Author Contributions
T.B., D.B.L., J.S., M.B. and C.K. designed the study. M.S. and J.E.R. analysed the genomic and transcriptomic data and assembled the genome. N.d.R., L.L.F, S.B.M. and C.K. undertook the laboratory work. D.B.L. bred, raised, and measured captive birds, and obtained tissue samples for genetic and hormone analyses. S.B.M and D.B.L. made behavioural observations. T.C.M., A.S.K. and J.C.W. measured hormones. T.P. and Y.I.V. obtained Faeder samples, donated Faeder founders to the captive population and obtained testis measurements. D.B.L., T.P., Y.I.V, N.K., P.P. and C.K. obtained tissue samples from wild birds. M.B. supervised the sequencing and genome assembly. C.K. and J.S. undertook the linkage analysis. C.K., L.L.F., N.d.R, S.B.M. and D.B.L. constructed the pedigree using microsatellite and SNP data. M.S., C.K., J.S., K.Z. and T.B. analysed the SNP data and performed molecular evolutionary analyses. T.B., D.B.L., C.K., M.S., J.E.R., M.B. and J.S. wrote the paper with input from the other authors.
Footnotes
Accession codes.
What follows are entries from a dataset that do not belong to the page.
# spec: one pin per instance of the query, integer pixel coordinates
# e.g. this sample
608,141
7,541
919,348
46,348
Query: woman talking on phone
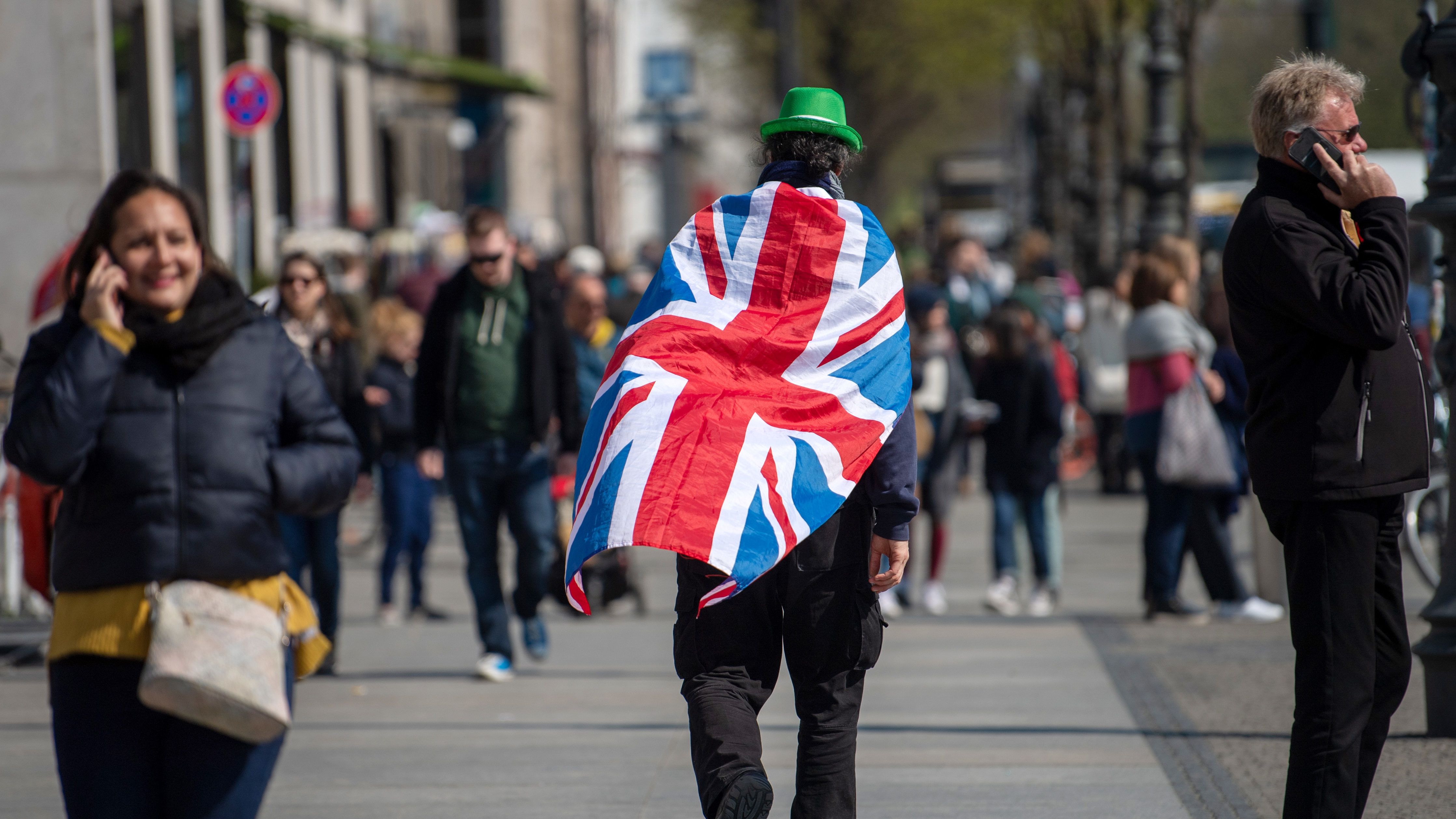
180,423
The sequences reported in this paper have been deposited in the European Nucleotide Archive (ENA) database (Parent project: PRJEB11172, WGS PacBio: PRJEB11127, RNAseq: PRJEB10873, low-density RAD: PRJEB10868, high-density RAD: PRJEB10855, WGS Illumina: PRJEB10770, whole genome re-sequencing: PRJEB10677).
Note: Supplementary Information is available in the online version of the paper.
Competing Financial Interests
The authors declare no competing financial interests.